Judas And the Black Messiah (Review)

Feb 10, 2021

Judas and the Black Messiah
Warner Bros

Directed by: Shaka King
Written by: Shaka King, Will Berson
Starring: Daniel Kaluuya, LaKeith Stanfield, Dominique Fishback, Jesse Plemons, Ashton Sanders, Darrell Britt-Gibson, Lil Rel Howery, Algee Smith, Martin Sheen

History wrote the ending of Judas and the Black Messiah nearly half a century ago. Despite this knowledge, my final reaction to the film remained unchanged. As the screen darkened and the credits began to roll, I gazed down at my hands. They were trembling. There were a number of ways I considered beginning this review, but I hope that simply describing that reaction is enough. 

The film tells the story of Fred Hampton (Daniel Kaluuya), a leader of the Chicago Black Panthers in 1969, and of one Bill O’Neal (LaKeith Stanfield). O’Neal was a car thief operating in Chicago who was one day captured by police. As part of a plea deal, he agreed to infiltrate the Black Panthers to spy on Hampton on behalf of the FBI. Of course, the more time O’Neal spends with the Panthers and Hampton, the more he finds himself questioning the morality of his actions. Hampton and the Panthers are struggling to battle the system of white supremacy, a system that’s not only empowered by hate groups like the Ku Klux Klan but by organizations like J. Edgar Hoover’s (Martin Sheen) FBI.

The most extraordinary thing about Judas and the Black Messiah is how, for such an epic film, it manages to also feel so powerfully intimate. The struggles of the Black Panthers in Chicago are given their due depiction in cinematic detail, and those depictions are riveting, but it wasn’t for moments like those that the film stayed with me, or why my hands tremble even now as I type this review.

It’s for scenes like the one where Hampton’s partner, Deborah Johnson (Dominique Fishback) informs him that he’s going to be a father. Kaluuya’s Hampton is at once excited at the prospect, but also terribly afraid. He says little, but then, he doesn’t need to. It’s enough to see a man as eloquent and loquacious as Hampton to even temporarily be at a loss for words. Or for when O’Neal visits the mother (Alysia Joy Powell) of a Black Panther killed in a shootout with police. She recounts a memory of her son as a child, and wonders if he will be reduced to the act of violence that ended his life.

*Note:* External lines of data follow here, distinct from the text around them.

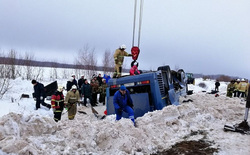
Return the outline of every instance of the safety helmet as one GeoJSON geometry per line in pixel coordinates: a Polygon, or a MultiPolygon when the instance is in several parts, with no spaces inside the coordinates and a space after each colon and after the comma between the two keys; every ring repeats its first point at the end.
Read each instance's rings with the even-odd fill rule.
{"type": "Polygon", "coordinates": [[[124,50],[125,50],[125,49],[126,49],[126,45],[124,45],[124,44],[121,45],[121,46],[120,46],[120,49],[124,49],[124,50]]]}
{"type": "Polygon", "coordinates": [[[76,85],[73,85],[71,89],[77,89],[76,85]]]}
{"type": "Polygon", "coordinates": [[[62,92],[63,91],[63,87],[62,86],[58,86],[57,91],[62,92]]]}
{"type": "Polygon", "coordinates": [[[69,78],[69,81],[73,81],[74,80],[74,77],[73,76],[71,76],[70,78],[69,78]]]}

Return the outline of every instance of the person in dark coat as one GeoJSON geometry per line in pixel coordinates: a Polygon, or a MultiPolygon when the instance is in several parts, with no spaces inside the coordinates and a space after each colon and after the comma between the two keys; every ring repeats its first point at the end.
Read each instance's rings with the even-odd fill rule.
{"type": "Polygon", "coordinates": [[[133,101],[130,97],[129,91],[126,89],[124,85],[120,87],[119,90],[115,92],[113,98],[113,104],[116,113],[116,120],[120,120],[122,118],[122,113],[126,112],[129,115],[129,118],[135,125],[135,117],[134,117],[134,110],[133,110],[133,101]]]}
{"type": "Polygon", "coordinates": [[[100,92],[100,97],[99,97],[99,102],[103,103],[105,105],[106,101],[106,88],[108,87],[106,80],[102,79],[102,85],[99,87],[99,92],[100,92]]]}
{"type": "Polygon", "coordinates": [[[51,106],[54,112],[54,120],[61,120],[62,111],[64,108],[63,87],[59,86],[57,91],[51,97],[51,106]]]}
{"type": "Polygon", "coordinates": [[[67,81],[67,85],[66,85],[67,92],[70,91],[72,86],[74,85],[73,80],[74,80],[74,78],[70,77],[69,81],[67,81]]]}
{"type": "Polygon", "coordinates": [[[219,91],[219,86],[220,86],[220,82],[216,81],[215,82],[215,91],[219,91]]]}
{"type": "Polygon", "coordinates": [[[88,83],[87,79],[85,79],[85,83],[82,85],[81,91],[82,91],[82,93],[81,93],[82,97],[84,97],[84,100],[83,100],[84,106],[86,106],[86,104],[87,104],[87,99],[89,99],[90,100],[90,104],[92,106],[94,106],[93,99],[92,99],[92,87],[88,83]]]}
{"type": "Polygon", "coordinates": [[[98,74],[97,81],[99,82],[99,86],[102,85],[102,75],[98,74]]]}
{"type": "Polygon", "coordinates": [[[104,74],[104,75],[103,75],[103,79],[105,79],[105,80],[106,80],[106,83],[108,83],[108,82],[109,82],[109,79],[111,79],[111,77],[110,77],[109,75],[107,75],[107,74],[104,74]]]}
{"type": "Polygon", "coordinates": [[[46,97],[44,85],[42,83],[37,82],[36,80],[32,80],[31,83],[34,86],[34,99],[36,100],[36,108],[35,110],[38,110],[40,108],[40,104],[47,108],[51,108],[50,104],[47,104],[44,102],[44,99],[46,97]]]}
{"type": "Polygon", "coordinates": [[[97,81],[97,78],[94,77],[90,82],[91,88],[92,88],[92,99],[93,99],[93,106],[97,105],[97,94],[99,89],[99,83],[97,81]]]}
{"type": "Polygon", "coordinates": [[[76,75],[75,74],[72,74],[72,76],[71,77],[73,77],[73,85],[76,85],[76,87],[78,87],[78,85],[77,85],[77,81],[76,81],[76,75]]]}
{"type": "Polygon", "coordinates": [[[84,84],[84,81],[85,81],[84,75],[82,75],[81,78],[78,80],[78,88],[79,88],[79,90],[81,90],[82,85],[84,84]]]}

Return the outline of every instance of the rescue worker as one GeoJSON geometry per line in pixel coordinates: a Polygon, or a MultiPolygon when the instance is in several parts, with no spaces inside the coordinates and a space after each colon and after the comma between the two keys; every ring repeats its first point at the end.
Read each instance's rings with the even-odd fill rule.
{"type": "Polygon", "coordinates": [[[50,109],[51,105],[44,102],[44,99],[46,97],[44,85],[42,83],[37,82],[36,80],[32,80],[31,83],[34,86],[35,91],[33,96],[36,101],[35,110],[38,110],[40,108],[40,104],[50,109]]]}
{"type": "Polygon", "coordinates": [[[73,120],[77,111],[77,103],[80,102],[80,94],[77,90],[76,85],[73,85],[71,90],[68,91],[65,97],[65,106],[68,108],[68,118],[69,120],[73,120]]]}
{"type": "Polygon", "coordinates": [[[239,97],[239,86],[240,86],[240,79],[237,79],[236,82],[234,83],[234,97],[239,97]]]}
{"type": "Polygon", "coordinates": [[[99,82],[96,79],[96,76],[93,77],[93,79],[90,82],[91,88],[92,88],[92,99],[93,99],[93,105],[97,105],[97,93],[99,88],[99,82]]]}
{"type": "Polygon", "coordinates": [[[228,97],[232,97],[233,96],[233,92],[234,92],[234,80],[231,80],[231,82],[227,85],[227,96],[228,97]]]}
{"type": "Polygon", "coordinates": [[[129,91],[126,89],[124,85],[120,87],[114,94],[113,104],[116,113],[116,120],[120,120],[122,118],[122,113],[126,112],[129,115],[129,118],[135,125],[135,117],[133,110],[133,101],[130,97],[129,91]]]}
{"type": "Polygon", "coordinates": [[[108,83],[109,79],[111,79],[111,77],[109,75],[107,75],[107,74],[104,74],[103,78],[106,80],[106,83],[108,83]]]}
{"type": "Polygon", "coordinates": [[[78,88],[79,88],[79,91],[81,91],[81,88],[82,88],[82,85],[84,84],[84,75],[81,76],[81,78],[78,80],[78,88]]]}
{"type": "Polygon", "coordinates": [[[215,91],[219,91],[219,87],[220,87],[220,82],[217,80],[215,82],[215,91]]]}
{"type": "MultiPolygon", "coordinates": [[[[242,79],[240,84],[239,84],[239,94],[241,94],[241,97],[246,97],[246,92],[248,89],[248,84],[246,83],[245,79],[242,79]]],[[[240,95],[239,95],[240,96],[240,95]]]]}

When my hands trembled at the end of Judas and the Black Messiah, it wasn’t simply from anger or sadness. It was from a tidal wave of those emotions and more. I felt anger at the injustices of white supremacy, sadness for the activists killed in the name of combating it, but also in the joy of life shown in the film. It’s joy that’s seen in Hampton’s programs for neighborhood children, and the bittersweet camaraderie between O’Neal and his fellow Panthers. And it was from profound gratitude that I was able to see a film like this at all. I had been wondering when I would finally see a great film again, and Judas and the Black Messiah proved to be just that.